Face-palming so hard right now

Knowing I would probably change my mind after it's too late.

And the possibility of failing and ending up disfigured or brain damaged.

I do drugs you idiot.

What, does vaping your weed run the risk of killing your motivation?

My addiction was already set up in early childhood via trauma.
I stopped a few days ago. Still spiraling downwards.

You're all garbage

I never asked for an early childhood trauma.
It's not my fault but you are right. I'm a pos.

Porn and drugs.

I'm scared of death :(

Someones gets it. Good shit, user.

Thanks user.

i just hope that the next day will be abit better then the last
or hoping something good will happen in the year
nothing ever does
i don't know why i bother sometimes
the next day nothing about it will be any better then the last
nothing good ever happens in the year
im just another lonely faggot thats scared of leaving the house

Porn is the only reason im alive

I'm pretty sure there is not much point in everything we do, but we only have one life, I just try to push the Existentialist Dread to the back of my mind and enjoy good feelings and try to have as much good feelings as possible

>what stopping you from killing yourself right now?

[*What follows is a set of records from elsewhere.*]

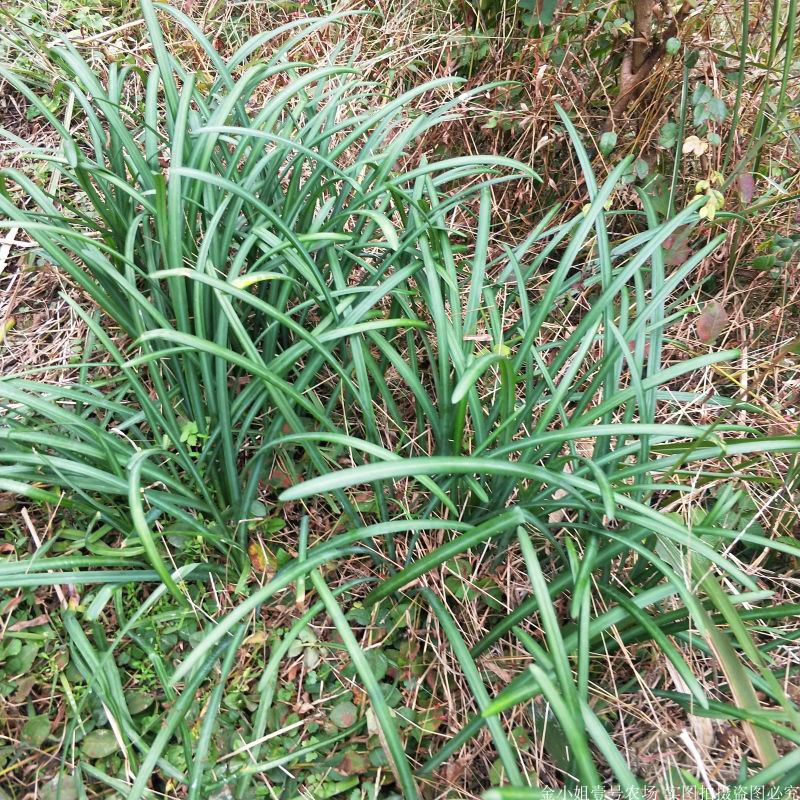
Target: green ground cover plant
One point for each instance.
(318, 374)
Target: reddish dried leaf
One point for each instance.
(712, 322)
(24, 624)
(747, 187)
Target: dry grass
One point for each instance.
(406, 44)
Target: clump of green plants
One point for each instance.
(276, 296)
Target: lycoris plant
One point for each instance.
(269, 279)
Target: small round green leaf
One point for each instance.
(99, 744)
(344, 714)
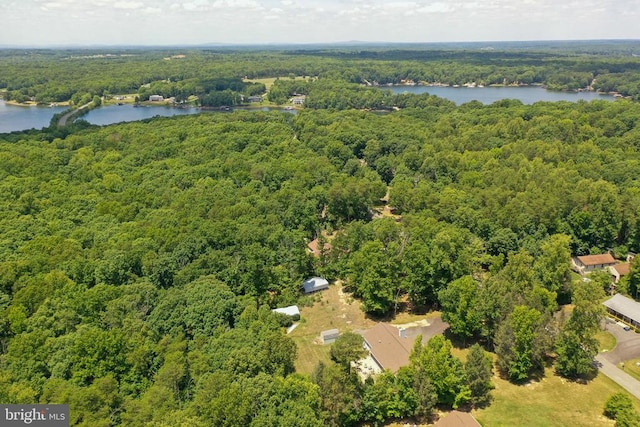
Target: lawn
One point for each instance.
(632, 367)
(553, 401)
(606, 341)
(332, 309)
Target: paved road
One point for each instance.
(64, 118)
(627, 347)
(625, 380)
(627, 343)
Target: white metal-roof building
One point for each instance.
(329, 336)
(624, 309)
(292, 311)
(314, 284)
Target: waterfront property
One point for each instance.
(624, 309)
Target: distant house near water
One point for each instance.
(314, 284)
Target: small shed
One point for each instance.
(314, 284)
(329, 336)
(291, 310)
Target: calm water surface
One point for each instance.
(489, 95)
(13, 118)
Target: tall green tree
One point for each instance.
(479, 371)
(517, 344)
(577, 345)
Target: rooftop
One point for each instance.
(623, 269)
(458, 419)
(624, 306)
(388, 348)
(292, 310)
(597, 259)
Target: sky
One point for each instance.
(194, 22)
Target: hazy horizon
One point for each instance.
(77, 23)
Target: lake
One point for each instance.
(128, 113)
(489, 95)
(13, 118)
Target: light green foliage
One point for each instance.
(577, 345)
(518, 343)
(129, 251)
(445, 372)
(479, 371)
(460, 301)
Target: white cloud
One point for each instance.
(128, 5)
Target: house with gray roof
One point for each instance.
(624, 308)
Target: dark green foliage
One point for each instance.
(517, 344)
(479, 371)
(139, 262)
(577, 345)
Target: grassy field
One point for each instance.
(332, 309)
(553, 401)
(606, 341)
(632, 367)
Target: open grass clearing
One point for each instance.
(333, 309)
(631, 367)
(552, 401)
(606, 341)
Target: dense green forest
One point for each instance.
(61, 75)
(139, 262)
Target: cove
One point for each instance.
(489, 95)
(16, 118)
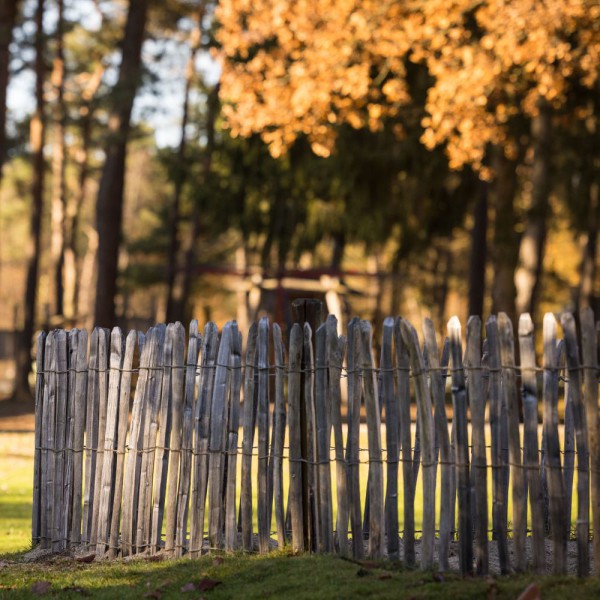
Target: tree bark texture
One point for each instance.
(109, 206)
(37, 134)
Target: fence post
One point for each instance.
(438, 391)
(477, 402)
(530, 441)
(459, 397)
(294, 395)
(183, 494)
(589, 346)
(425, 418)
(235, 363)
(37, 457)
(556, 484)
(249, 417)
(375, 480)
(310, 312)
(352, 445)
(581, 437)
(499, 505)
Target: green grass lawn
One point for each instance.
(249, 576)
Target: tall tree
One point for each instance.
(37, 136)
(8, 15)
(175, 307)
(58, 198)
(109, 205)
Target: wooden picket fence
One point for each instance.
(138, 441)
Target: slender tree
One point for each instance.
(8, 15)
(37, 136)
(109, 205)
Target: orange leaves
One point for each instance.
(308, 65)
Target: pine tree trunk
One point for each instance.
(478, 258)
(533, 242)
(58, 200)
(109, 205)
(183, 276)
(37, 134)
(506, 247)
(181, 176)
(8, 15)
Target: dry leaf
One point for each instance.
(208, 584)
(41, 587)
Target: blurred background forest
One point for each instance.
(162, 160)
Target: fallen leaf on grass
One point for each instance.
(41, 587)
(207, 584)
(531, 592)
(86, 558)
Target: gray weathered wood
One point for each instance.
(210, 347)
(425, 419)
(499, 506)
(79, 406)
(174, 444)
(589, 347)
(232, 441)
(295, 465)
(123, 422)
(459, 398)
(103, 356)
(67, 513)
(250, 396)
(311, 506)
(477, 402)
(375, 483)
(581, 437)
(133, 460)
(279, 418)
(322, 412)
(109, 444)
(438, 387)
(36, 525)
(556, 484)
(408, 483)
(185, 471)
(336, 348)
(217, 439)
(392, 427)
(352, 445)
(263, 435)
(149, 433)
(59, 535)
(519, 492)
(530, 439)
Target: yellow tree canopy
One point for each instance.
(303, 67)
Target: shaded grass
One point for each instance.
(279, 575)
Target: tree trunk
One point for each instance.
(8, 15)
(37, 133)
(506, 247)
(109, 206)
(58, 200)
(181, 171)
(585, 295)
(531, 251)
(183, 276)
(478, 258)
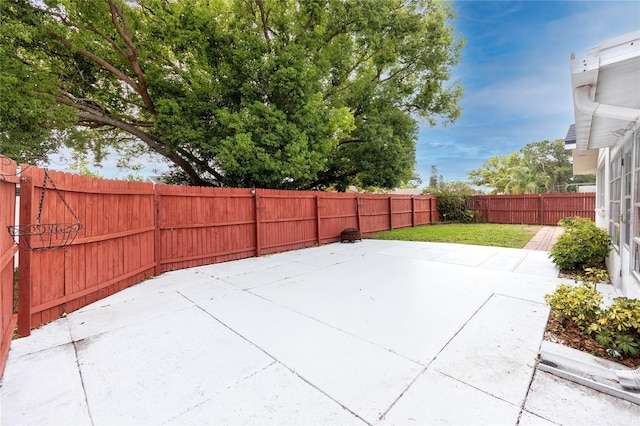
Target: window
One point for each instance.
(615, 192)
(627, 166)
(600, 185)
(635, 224)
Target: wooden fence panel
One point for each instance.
(199, 226)
(113, 250)
(534, 209)
(337, 212)
(425, 210)
(287, 221)
(8, 182)
(375, 212)
(401, 211)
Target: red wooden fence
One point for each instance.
(534, 209)
(133, 230)
(114, 249)
(8, 249)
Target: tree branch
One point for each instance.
(98, 60)
(132, 54)
(90, 115)
(263, 18)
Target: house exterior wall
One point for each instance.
(623, 262)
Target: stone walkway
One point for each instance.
(545, 238)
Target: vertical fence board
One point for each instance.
(8, 182)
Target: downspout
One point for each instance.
(585, 105)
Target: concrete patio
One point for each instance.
(375, 332)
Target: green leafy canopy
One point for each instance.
(281, 94)
(543, 166)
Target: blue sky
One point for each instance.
(515, 71)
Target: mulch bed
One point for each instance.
(570, 335)
(573, 337)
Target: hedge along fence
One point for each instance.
(133, 230)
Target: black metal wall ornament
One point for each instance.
(46, 236)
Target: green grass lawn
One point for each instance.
(481, 234)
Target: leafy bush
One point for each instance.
(452, 201)
(616, 327)
(574, 221)
(580, 304)
(582, 245)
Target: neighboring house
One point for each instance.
(606, 141)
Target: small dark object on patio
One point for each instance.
(351, 235)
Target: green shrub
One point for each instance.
(573, 221)
(582, 245)
(452, 201)
(616, 327)
(580, 304)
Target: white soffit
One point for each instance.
(612, 70)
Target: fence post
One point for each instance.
(157, 247)
(24, 262)
(413, 211)
(318, 218)
(256, 199)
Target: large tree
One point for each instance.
(543, 166)
(282, 94)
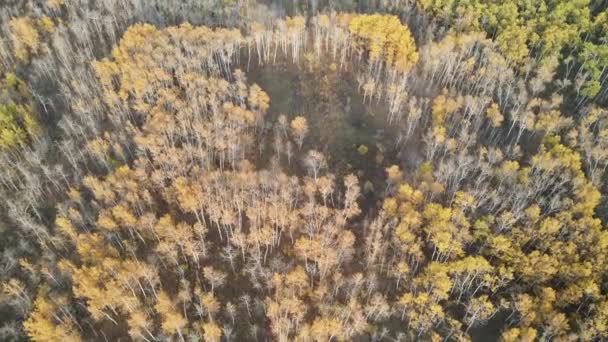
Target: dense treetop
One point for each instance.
(223, 170)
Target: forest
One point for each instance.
(303, 170)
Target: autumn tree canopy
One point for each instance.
(232, 171)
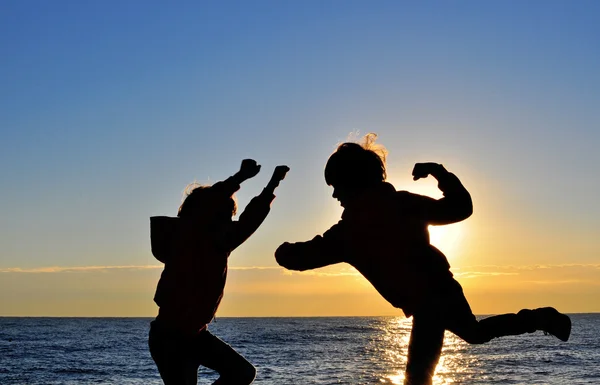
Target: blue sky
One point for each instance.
(108, 109)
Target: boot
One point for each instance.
(550, 321)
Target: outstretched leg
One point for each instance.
(424, 349)
(215, 354)
(462, 322)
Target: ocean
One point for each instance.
(294, 351)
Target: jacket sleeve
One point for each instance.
(322, 250)
(226, 188)
(455, 206)
(253, 216)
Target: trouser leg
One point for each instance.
(424, 349)
(171, 355)
(215, 354)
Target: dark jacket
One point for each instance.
(383, 234)
(195, 255)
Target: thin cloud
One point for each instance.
(75, 269)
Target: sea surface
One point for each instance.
(337, 350)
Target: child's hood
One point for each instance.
(163, 231)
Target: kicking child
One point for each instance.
(383, 234)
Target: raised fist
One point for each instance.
(249, 168)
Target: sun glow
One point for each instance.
(447, 238)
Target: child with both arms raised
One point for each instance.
(383, 234)
(195, 247)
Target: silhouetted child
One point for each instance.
(383, 233)
(195, 247)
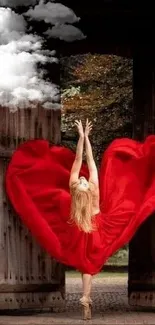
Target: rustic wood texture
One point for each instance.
(28, 276)
(141, 288)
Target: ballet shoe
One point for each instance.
(87, 304)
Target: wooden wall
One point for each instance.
(29, 278)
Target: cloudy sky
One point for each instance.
(23, 54)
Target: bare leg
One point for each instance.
(85, 300)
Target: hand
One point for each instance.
(88, 128)
(80, 128)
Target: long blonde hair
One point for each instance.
(81, 208)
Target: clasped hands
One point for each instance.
(83, 133)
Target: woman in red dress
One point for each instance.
(81, 219)
(85, 201)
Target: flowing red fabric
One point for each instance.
(37, 183)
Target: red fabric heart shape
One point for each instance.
(37, 183)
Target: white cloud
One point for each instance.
(66, 33)
(21, 84)
(16, 3)
(53, 13)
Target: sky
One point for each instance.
(24, 56)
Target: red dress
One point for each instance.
(37, 183)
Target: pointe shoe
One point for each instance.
(86, 303)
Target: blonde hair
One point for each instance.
(81, 208)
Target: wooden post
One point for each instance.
(29, 278)
(141, 284)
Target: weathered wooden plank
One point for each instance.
(19, 287)
(28, 276)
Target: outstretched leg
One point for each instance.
(86, 300)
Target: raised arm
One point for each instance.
(93, 173)
(74, 175)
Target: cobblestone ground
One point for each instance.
(110, 306)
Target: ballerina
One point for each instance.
(79, 216)
(84, 200)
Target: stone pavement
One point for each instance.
(110, 306)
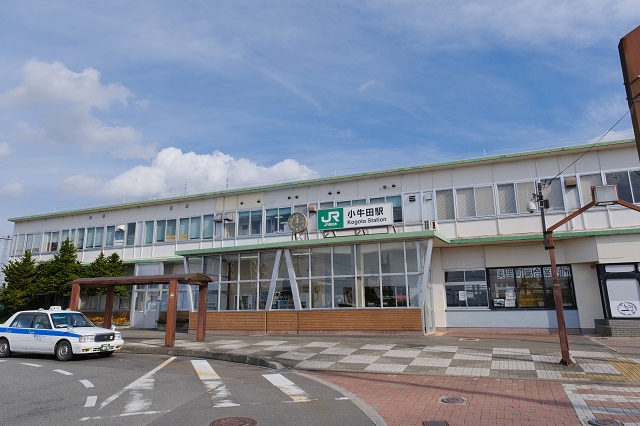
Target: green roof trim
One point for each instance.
(333, 241)
(153, 260)
(538, 237)
(503, 157)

it's something like 1 in 65 trillion chance that conscious entities like us came about. may as well continue perceiving reality. i mean what were the odds? And you're just going to throw that away and return to the nothingness from whence you came?

I keep hoping something big and interesting will happen.not even necessarily something good like winning the lotto - like me being kidnapped or smthng. I just want to have some kind of REAL experience b4 I die

That's kind of retarded shit right there. Ever had an out of body experience?